Thank you Matt for your videos and also your comments here, they are all really inspiring and uplifting!

Glad to! Keep thinking, small changes over time add up.

Appreciate the feedback. More stuff coming toward the end of December

You’re welcome! As stated, small changes add up.

Thank you Matt, 3 things I got from this:

  1. If you are committed to vision improvement, if its something you really want you will just do it as part of your core values.
  2. Progress can be slow and rocky but if you have the commitment you will get improvements over the long term
  3. Keep a vision dairy to track thoughts and progress.

My progress is slow but I have all the above so I will get there I’m sure :). Thanks again James.


Glad it helped! Small changes over time add up to big changes.

hi @MattE thank you for the video

in the video you say you had really long plateau because you reduced too fast. what do you mean by that? what exactly you did wrong and how would you act differently? and how at the end it worked out despite the problem? thanks…

Sometime, I’ll have to post my whole history of reductions from -5.00 to present to explain more fully.
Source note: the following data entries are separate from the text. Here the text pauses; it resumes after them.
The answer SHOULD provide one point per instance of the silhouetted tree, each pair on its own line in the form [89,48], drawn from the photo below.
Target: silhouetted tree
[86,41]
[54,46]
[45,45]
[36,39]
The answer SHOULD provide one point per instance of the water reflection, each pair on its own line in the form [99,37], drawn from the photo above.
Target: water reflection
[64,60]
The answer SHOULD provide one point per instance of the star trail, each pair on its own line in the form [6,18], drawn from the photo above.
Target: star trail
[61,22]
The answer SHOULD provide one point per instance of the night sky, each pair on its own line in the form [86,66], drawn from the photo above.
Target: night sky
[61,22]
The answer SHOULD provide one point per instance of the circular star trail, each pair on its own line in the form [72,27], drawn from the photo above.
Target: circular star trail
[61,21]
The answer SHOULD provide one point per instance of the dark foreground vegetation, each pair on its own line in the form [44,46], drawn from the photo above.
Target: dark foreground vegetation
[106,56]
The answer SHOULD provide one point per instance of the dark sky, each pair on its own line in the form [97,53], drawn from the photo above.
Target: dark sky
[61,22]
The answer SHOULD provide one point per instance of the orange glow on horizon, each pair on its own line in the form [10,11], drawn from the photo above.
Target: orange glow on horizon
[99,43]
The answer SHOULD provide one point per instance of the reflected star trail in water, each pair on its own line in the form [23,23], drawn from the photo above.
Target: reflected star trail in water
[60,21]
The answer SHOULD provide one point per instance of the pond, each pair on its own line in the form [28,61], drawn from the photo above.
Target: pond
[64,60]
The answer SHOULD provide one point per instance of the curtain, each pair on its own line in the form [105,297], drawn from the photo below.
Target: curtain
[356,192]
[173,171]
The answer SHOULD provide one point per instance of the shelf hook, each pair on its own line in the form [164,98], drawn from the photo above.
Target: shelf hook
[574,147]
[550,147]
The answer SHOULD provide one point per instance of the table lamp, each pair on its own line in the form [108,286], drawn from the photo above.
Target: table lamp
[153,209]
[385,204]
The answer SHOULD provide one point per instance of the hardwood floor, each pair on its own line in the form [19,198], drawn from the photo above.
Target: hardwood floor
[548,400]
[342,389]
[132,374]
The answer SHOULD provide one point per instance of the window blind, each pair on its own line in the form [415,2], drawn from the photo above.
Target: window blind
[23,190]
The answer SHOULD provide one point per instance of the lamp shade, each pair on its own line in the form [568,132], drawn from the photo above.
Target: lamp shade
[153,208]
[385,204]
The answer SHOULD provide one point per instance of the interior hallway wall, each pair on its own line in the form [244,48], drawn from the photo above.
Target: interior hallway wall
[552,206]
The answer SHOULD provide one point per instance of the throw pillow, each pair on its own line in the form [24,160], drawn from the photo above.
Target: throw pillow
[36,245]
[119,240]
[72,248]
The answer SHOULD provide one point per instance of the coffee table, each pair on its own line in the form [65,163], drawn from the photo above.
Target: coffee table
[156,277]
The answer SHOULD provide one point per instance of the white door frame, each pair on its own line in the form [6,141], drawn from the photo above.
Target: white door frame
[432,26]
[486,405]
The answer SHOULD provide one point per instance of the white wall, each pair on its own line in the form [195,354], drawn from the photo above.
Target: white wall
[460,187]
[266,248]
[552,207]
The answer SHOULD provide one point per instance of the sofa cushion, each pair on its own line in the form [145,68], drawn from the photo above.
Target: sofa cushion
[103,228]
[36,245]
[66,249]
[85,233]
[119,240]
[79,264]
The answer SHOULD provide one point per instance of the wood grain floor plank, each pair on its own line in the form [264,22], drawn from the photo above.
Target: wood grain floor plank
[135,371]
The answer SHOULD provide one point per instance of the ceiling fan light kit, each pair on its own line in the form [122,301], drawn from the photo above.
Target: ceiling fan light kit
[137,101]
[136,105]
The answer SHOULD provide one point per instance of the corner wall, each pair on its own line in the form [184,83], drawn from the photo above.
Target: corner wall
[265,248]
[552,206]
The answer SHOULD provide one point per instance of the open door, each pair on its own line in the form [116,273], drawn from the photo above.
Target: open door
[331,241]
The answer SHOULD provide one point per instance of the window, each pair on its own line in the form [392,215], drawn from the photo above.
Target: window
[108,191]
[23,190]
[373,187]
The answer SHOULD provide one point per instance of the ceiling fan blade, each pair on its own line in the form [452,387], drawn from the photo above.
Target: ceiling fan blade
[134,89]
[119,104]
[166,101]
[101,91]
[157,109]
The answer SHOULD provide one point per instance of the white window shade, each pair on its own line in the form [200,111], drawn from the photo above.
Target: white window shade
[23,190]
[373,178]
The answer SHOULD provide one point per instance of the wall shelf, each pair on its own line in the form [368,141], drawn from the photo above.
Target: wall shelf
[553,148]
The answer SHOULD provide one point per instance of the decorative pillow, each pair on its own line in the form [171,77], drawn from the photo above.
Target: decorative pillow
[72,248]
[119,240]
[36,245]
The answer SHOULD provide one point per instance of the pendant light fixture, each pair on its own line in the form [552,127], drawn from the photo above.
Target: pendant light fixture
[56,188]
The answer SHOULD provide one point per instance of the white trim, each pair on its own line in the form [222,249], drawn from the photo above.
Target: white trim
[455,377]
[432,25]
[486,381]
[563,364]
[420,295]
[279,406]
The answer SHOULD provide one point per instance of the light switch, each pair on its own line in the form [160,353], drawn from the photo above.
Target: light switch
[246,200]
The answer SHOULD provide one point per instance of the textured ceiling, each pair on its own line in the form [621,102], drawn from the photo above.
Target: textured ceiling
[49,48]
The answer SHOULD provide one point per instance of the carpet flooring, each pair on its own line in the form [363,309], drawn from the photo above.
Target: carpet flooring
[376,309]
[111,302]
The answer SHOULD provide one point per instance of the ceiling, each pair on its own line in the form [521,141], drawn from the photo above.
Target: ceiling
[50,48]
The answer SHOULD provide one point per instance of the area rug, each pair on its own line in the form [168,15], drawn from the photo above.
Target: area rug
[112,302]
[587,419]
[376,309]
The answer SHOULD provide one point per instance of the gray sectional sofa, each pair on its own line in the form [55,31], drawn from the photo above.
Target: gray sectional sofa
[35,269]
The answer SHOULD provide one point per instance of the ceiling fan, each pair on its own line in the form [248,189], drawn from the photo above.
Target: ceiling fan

Basically, Jake has said that we should limit the initial reduction to one diopter, and from there, only reduce by 0.25 each time even if it feels like we could go faster.

I did multiple reductions that reduced more than 0.25 and reduced spherical and cylinder at the same time. What I didn’t realize then, is that seeing clearly for 3 months out of a reduction is a good thing and it’s giving the biology the time it needs to prepare for the next reduction. I’ve mapped it out, and as I can tell, if I had stuck to the slower pace, I would be in exactly the same spot in terms of diopters and acuity that I am now.

I’ve hesitated on creating a post sharing the actual numbers because it is more of a “pro topic.” Perhaps some collaboration with the other moderators / Jake would be helpful in turning it into something productive.

As for everyone, the history also goes into some details of my life that I previously didn’t want to put online.

Shorter answer: take off a diopter in the first three months, then stick to 0.25 diopter reductions every 3 -4 months. Reducing faster won’t cause faster progress.


Wow I didn’t realize the answer was under my nose. I have been experiencing very fast improvements, and am inadvertently getting a bit of that diopter angst. It makes a lot of sense to spend extra time to let the body catch up, as painful as it might feel to hang onto glasses at times.

I think I have room for one more reduction come January, and I’ll take yours and Jake’s advice to slow it down even if it seems like things are sailing smooth.

One question: I was planning to stagger reductions as [normalized > wait 6-8 weeks > differential > wait 6-8 weeks > repeat]. When you say waiting 3 months out of a reduction, would this reduction plan work fine? I was always a little confused about whether reductions applied to each individual focal plane (normalized & differential) separately.


It’s quite easy to do! It seems like everything is clear enough, we keep pressing, and then one day, the vision just doesn’t work right anymore. We have to remember that the point is seeing clearly, so spending extra time with correction that works well isn’t going to slow long term progress. And trust me, I say this because I made plenty of mistakes! I think that if we had really deep knowledge and appreciation of what has to happen in our eyes and brains to undo all this myopia, we’d marvel at the changes we’re asking our system to make. Some of the more technical folks on the forum can probably state that in a more “sciency” way.

Regarding the staggered reductions, as far as I know, that’s the way to do it. I skipped over the differentials altogether and went without glasses to read. Shouldn’t have done that, either!


just to be sure, you mean to wait the whole 3 months after reduction or do you mean counting the 3 months from the poing you are seeing clear with the reduction?